Rabbits, you see, don’t run straight. They zig-zag. Hop to and fro, out of the fields and through the mud. They don’t want to be caught. Often, they have no choice.
“Yeah,” Likely said, “it’s a real thing.”
The Gatorade Florida Player of the Year as a junior, Likely began to notice a difference on the field. When runners started cutting, Likely easily kept pace. What’s a football player, if not a giant, padded rabbit?
“At one point, you’re just out there doing it, but on the field, you realize that when a person cuts, you can cut back, and you trace it back to the rabbits cutting,” Likely said. “Rabbits are way quicker.”
A favorite of Coach Randy Edsall, Likely graduated early from Glades Central High School and enrolled at Maryland this spring. The former four-star defensive back had offers from Alabama, Florida, Florida State, Georgia, Louisville, Clemson, Oregon, Southern California, and LSU, among others, but chose College Park instead.

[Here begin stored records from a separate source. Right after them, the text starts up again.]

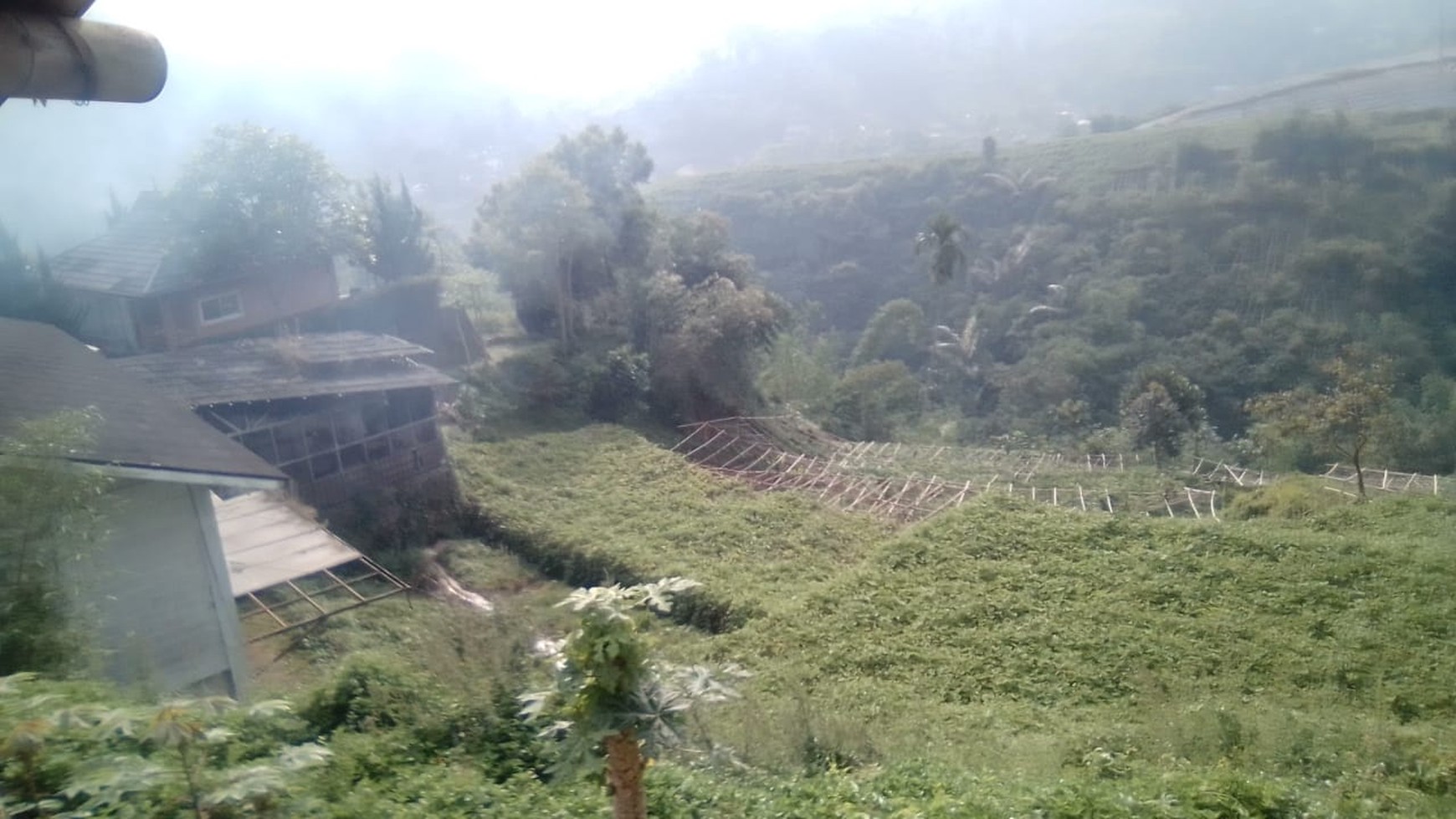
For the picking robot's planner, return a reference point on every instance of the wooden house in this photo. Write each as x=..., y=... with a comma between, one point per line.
x=344, y=415
x=159, y=575
x=137, y=295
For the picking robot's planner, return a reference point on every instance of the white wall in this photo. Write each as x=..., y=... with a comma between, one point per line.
x=167, y=620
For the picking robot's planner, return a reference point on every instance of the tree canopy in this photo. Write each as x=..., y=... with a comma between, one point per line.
x=254, y=200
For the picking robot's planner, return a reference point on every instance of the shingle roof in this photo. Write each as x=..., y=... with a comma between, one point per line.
x=130, y=259
x=44, y=371
x=295, y=367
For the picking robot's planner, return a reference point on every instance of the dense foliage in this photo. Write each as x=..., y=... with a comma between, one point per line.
x=254, y=200
x=621, y=289
x=1299, y=657
x=1239, y=256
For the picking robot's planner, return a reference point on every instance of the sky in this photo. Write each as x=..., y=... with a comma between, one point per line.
x=545, y=49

He is currently listed as Maryland’s third-string cornerback behind Jeremiah Johnson and Isaac Goins, but could easily work his way into the nickel corner role. At Monday’s inaugural preseason practice, Likely intercepted a pass by quarterback Ricardo Young and almost had another later in the one-on-one drill, diving in front of Tejiri Ehrie on an inside slant route.
“Will? I’ve liked Will since he’s gotten here,” Edsall said afterwards. “He’s just got some innate ability that you don’t coach, some instincts and knowledge of the game. I think Will’s going to be a good one for us and he’s in that mix to be a contributor this year.”
On an average day in the Muck, Likely said, he catches around five rabbits, sometimes in one cane field, sometimes in two. Players from the area don’t usually brag about their leporine exploits, which rose to prominence thanks to articles on ESPN.com and in Sports Illustrated.
Here’s Austin Murphy, in Sports Illustrated:
Local lore has it that the Muck, as this part of south-central Florida is known, produces so many fast football players because they grow up chasing rabbits. That’s an oversimplification. It’s not that they chase rabbits. It’s that they find it necessary to chase rabbits.
The estimated per capita income in Pahokee (pop. 6,598) and Belle Glade (pop. 16,681) is about $13,000. According to a study released in August by the Palm Beach County Economic Development Office, unemployment in the Glades region is running close to 40%. In these parts you can sell fresh-killed rabbits for two bucks apiece—$1.50 more if the animals are skinned and dressed. Or you can keep them and cook them yourself. When Florida coach Urban Meyer talks, as he often does, about loving players from the Glades because they’re “hungry,” he might be speaking literally.
“Hunting rabbits isn’t some hobby for a lot of people,” says Willie Jones, a former Raider who had a four-year career as an NFL offensive tackle. “It’s a way for you to eat.”
Here’s Eric Adelson, for ESPN.com’s Page 2:
So the kids learned how to face the fire, inhale the smoke and not turn away. They learned to stand downwind from the flames, squinting and coughing until it feels like their heads are melting, because that’s where the rabbits come out. They learned to wait for the tractors, watching for the last sliver of cane to crumple underneath the last thrasher blade, leaving the rabbits nowhere to hide. They learned how to outlast and outsmart their prey, to judge angles and ratchet up closing speed. They learned that a rabbit will dart at the last possible second, like a running back. They learned to dive into the muck, come up with nothing and dive again. And they learned to catch and hold onto something slick while running for more.
Except many of Likely’s teammates think it’s fake. They think it’s the stuff of legends, from a region that’s bred so many of them on the football field. But it’s not. It’s very real, and Likely takes pride in hailing from that world.
“It’s a small town,” Likely said. “Ain’t too much to do but play football. That’s all we know. It’s a great opportunity to go to college and showcase our talents.”